893.74/654: Telegram

The Minister in China (MacMurray) to the Secretary of State

35. My telegram number 550, December 29, 10 a.m.42

1.
At the request of representative of Radio Corporation I asked the new Minister for Foreign Affairs January 18 to take early occasion to look into the matter of Federal contract and to have project carried into execution as contemplated by the correspondence of October last. He was noncommittal though he politely professed interest, particularly in the possibility of developing broadcasting as a means of conveying political views to the predominant illiterate population.
2.
Later in the day I received Saburi who desired to confer with me before his contemplated visit to Japan. He said that Shidehara would doubtless want to know where our informal conversations regarding wireless had led and asked (pro forma as it seemed to me) my opinion of the Japanese proposal of June last. I told him I understood that to be substantially identical with the proposals the Japanese Embassy had conveyed to you in December 192443 and December 1925,44 and, with entire frankness, I told him what I conceived to be the objections to that proposal along the lines set forth in my number 24, January 13, 9 p.m.
3.
He did not seriously demur thereto but tactfully brought the subject around to the suggestion made by Davis for cooperation on the basis of working arrangements between the American and Japanese units, clearly indicating that a solution of dilemma on such a [Page 1048] purely commercial basis was to the Japanese a new idea well worth studying. I emphasized my conviction that the commercial basis is the only one on which we can hope to arrive at any fair settlement not importing victory to one side and humiliation to the other.
4.
He gave me the impression (though it was only a matter of inference from his tone and manner) that he was prepared to recommend to his Government an attempt to solve the problem on this basis.
5.
He asked whether, if our several Governments and companies were thus brought into relations of mutual confidence in this matter, it would not be possible for us to reach understanding independently of the Chinese. I answered that he knew as well [as] I that if we were to reach accord with the Japanese interests and then present it as a fait accompli to this Government the very Chinese who had asked us to do so would turn and rend us Americans for having conspired with the Japanese against them and that while the Japanese might be complacent about it because they have an actual stake in the wireless here, we cannot afford to compromise our position which thus far rests on a mere contract right.

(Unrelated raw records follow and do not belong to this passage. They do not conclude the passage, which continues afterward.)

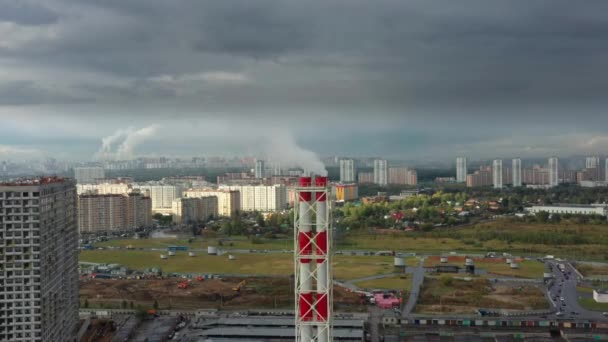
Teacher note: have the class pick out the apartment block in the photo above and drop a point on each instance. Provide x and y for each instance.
(194, 209)
(107, 213)
(38, 260)
(228, 202)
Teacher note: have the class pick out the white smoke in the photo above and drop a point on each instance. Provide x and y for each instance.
(127, 140)
(283, 148)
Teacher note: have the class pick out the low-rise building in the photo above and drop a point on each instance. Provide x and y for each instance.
(600, 296)
(194, 209)
(228, 201)
(570, 209)
(105, 213)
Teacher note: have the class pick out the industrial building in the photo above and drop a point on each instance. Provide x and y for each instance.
(88, 175)
(194, 209)
(39, 258)
(345, 192)
(113, 213)
(228, 201)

We must have a position independent alike of Japanese opposition and Chinese pusillanimity, otherwise we could enter into negotiations only under what amounts to duress. He suggested that if we got such a position the Japanese interests would think themselves under duress. I said that they could have no ground for thinking we were doing anything but reduce handicap upon us that results from their having already a station in being.
6.
Remarking that if there is no mutual confidence between Japanese and American interests deadlock must persist, he asked whether we could not arrive at such a degree of understanding as would permit the matter to proceed. I said that I hoped he could convey to his people the realization that the American interest in the matter is not obdurate but anxious to find some just accommodation of interests; and that if the proposals of Davis are in principle acceptable to the Japanese, it should be possible for him to give us when he returns reassurance which would enable the Americans to dismiss the suspicion that experience has forced upon them, that every time the Japanese talk to us about this question they induce the Chinese to withhold action upon our contract on the ground that the matter [is] being dealt with between the Japanese and our own Government. If we could be enabled to have confidence in the good faith of the Japanese in that respect, I told him, the Japanese might rely upon us to an extent that the discussion warrant[s] them in telling the Chinese that they were prepared to withdraw their objections to the execution of the Federal contract, in the confidence that three-cornered negotiations [Page 1049] for the accommodation of the several interests involved would be undertaken so soon as the American contract was in definite process of execution.
7.
He asked whether he was to understand that we want in any case to construct trans-Pacific main station at Shanghai. I answered in the affirmative. He asked finally whether we propose business arrangements which would give the Mitsui Station chance to live and prosper, and I told him I understood Radio Corporation to be prepared to make such a division of profits as would enable the Japanese to realize upon their investment here. Saburi gave me to understand that such an arrangement would at any rate be carefully considered by his Government and Japanese interests.
8.
Copy by mail to Tokyo.
MacMurray
  1. Foreign Relations, 1925, vol. i, p. 935.
  2. See memorandum of Dec. 24, 1924, from the Japanese Embassy, ibid., p. 890.
  3. See telegram No. 9, Jan. 7, to the Minister in China, p. 1040.